Tom Coughlin’s Frustration Understandable, But Complaining About Greg Schiano’s Tactic Actually Hypocritical


Tom Coughlin's Frustration Understandable, But Complaining About Greg Schiano's Tactic Actually HypocriticalGreg Schiano
's Buccaneers wanted to play for 60 minutes on Sunday. Tom Coughlin's Giants were content with 59 minutes and 55 seconds, and thus we've got ourselves the first big coaching feud of 2012.

Coughlin has two Super Bowl rings to his credit, while Schiano has two NFL games under his belt. In most instances, it's the elder statesman who deserves the benefit of the doubt in times of conflict, but in the Coughlin-Schiano clash, the rookie head coach should be exonerated. Schiano's decision to have his defense go after Eli Manning while the quarterback was taking a knee in the closing seconds may be frowned upon in many football circles, but it's also directly in line with what every coach in the history of coaches has preached since Day 1.

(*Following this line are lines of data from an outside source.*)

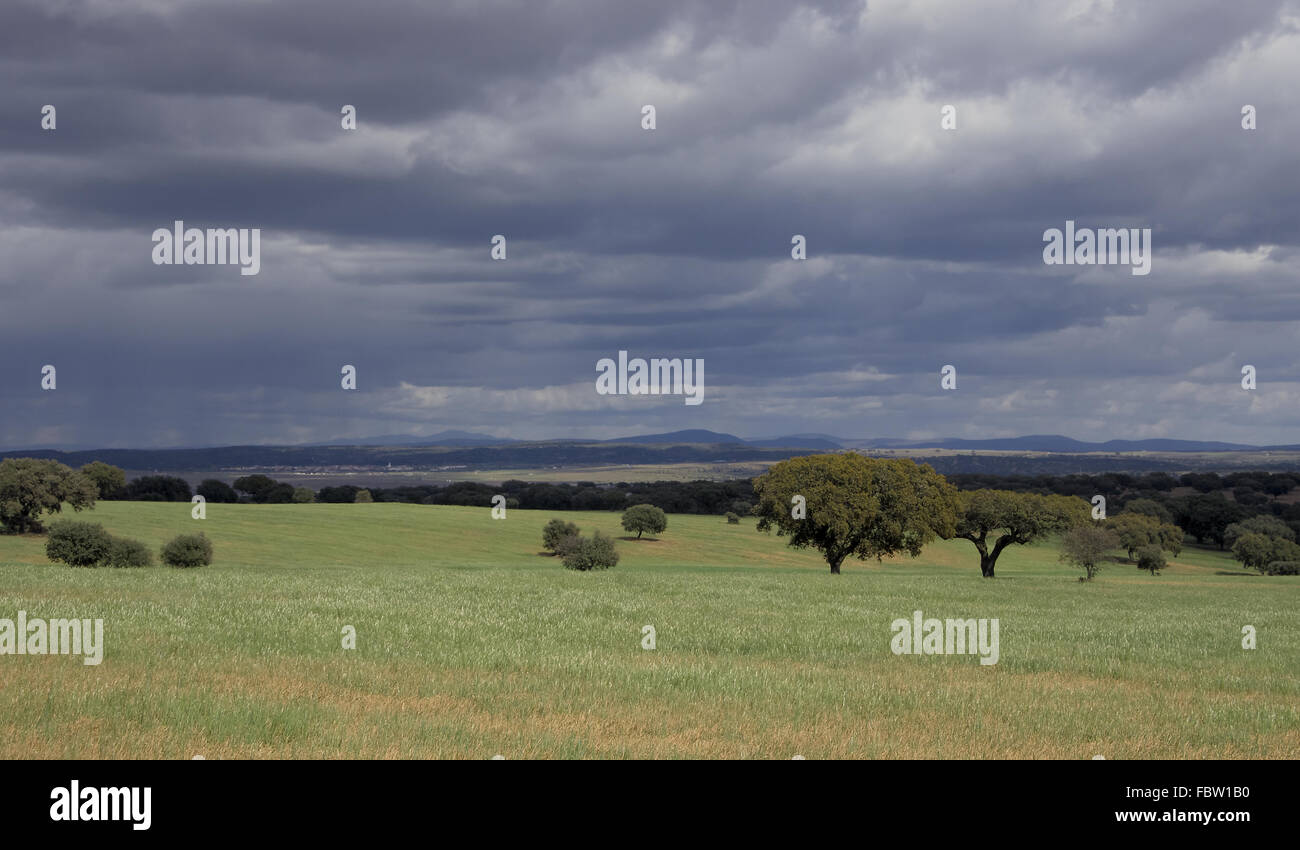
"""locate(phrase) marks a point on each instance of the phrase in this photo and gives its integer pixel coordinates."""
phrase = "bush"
(1086, 547)
(644, 517)
(126, 553)
(187, 550)
(590, 553)
(555, 533)
(77, 543)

Play to the final whistle. Fight for a full 60 minutes. The game's not over until the clock reads all zeros. These phrases are all overused, but the actual philosophy is far less utilized. Most coaches would have ordered their defense to play out the string as Manning and the Giants lined up in victory formation on Sunday, but can we really fault Schiano for acting upon the mundane cliches that are at the foundation of coaching football?

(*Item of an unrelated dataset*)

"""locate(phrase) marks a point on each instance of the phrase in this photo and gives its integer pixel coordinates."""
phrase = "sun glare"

Typically, when a team lines up for a knee with five seconds on the clock, there's minimal contact, the quarterback drops down and the clock runs out — on to the postgame handshakes. That's all fine and good, and in most cases, you won't hear a peep from anyone about the losing team not giving their all for 60 minutes. In other words, the phrase, "play to the final whistle" might as well be "play until the final whistle, or until the team you're playing against is about to take a knee to run out the clock" because that's essentially the truth of the matter. It's all semantics, really.

Sometimes a coach comes along who looks to buck the trend, though. Apparently, Schiano wants to be that guy. And while he's not going to win any popularity contests with his decision to roll the dice on the final snap like he did on Sunday, other coaches need to understand that the Schiano approach is essentially what every coach preaches to his players, and therefore making a big stink about the issue is actually hypocritical. A coach may not like Schiano's tactic, but complaints about a team going against the grain should really fall on deaf ears.

With that said, Coughlin's frustration is certainly understandable. From his perspective, the Giants had the game in the bag, and Tampa Bay's decision to go after the ball and knock down Manning really posed an injury risk that was probably unnecessary and definitely uncommon. It's easy to see how Schiano's decision could be viewed as reckless, and most NFL coaches would be ticked off, especially when their quarterback is as important to their team's success as Manning is to the Giants' success. The frustration needs to be tamed, though, because there's a difference between getting all red in the face and actually expecting a team to stand around idly on any given snap.

If Schiano's Bucs pull the same move again this season, it'll likely still be criticized. But teams will at least understand that actually playing for the full 60 minutes is indeed a real-life concept, and not just a poster board philosophy.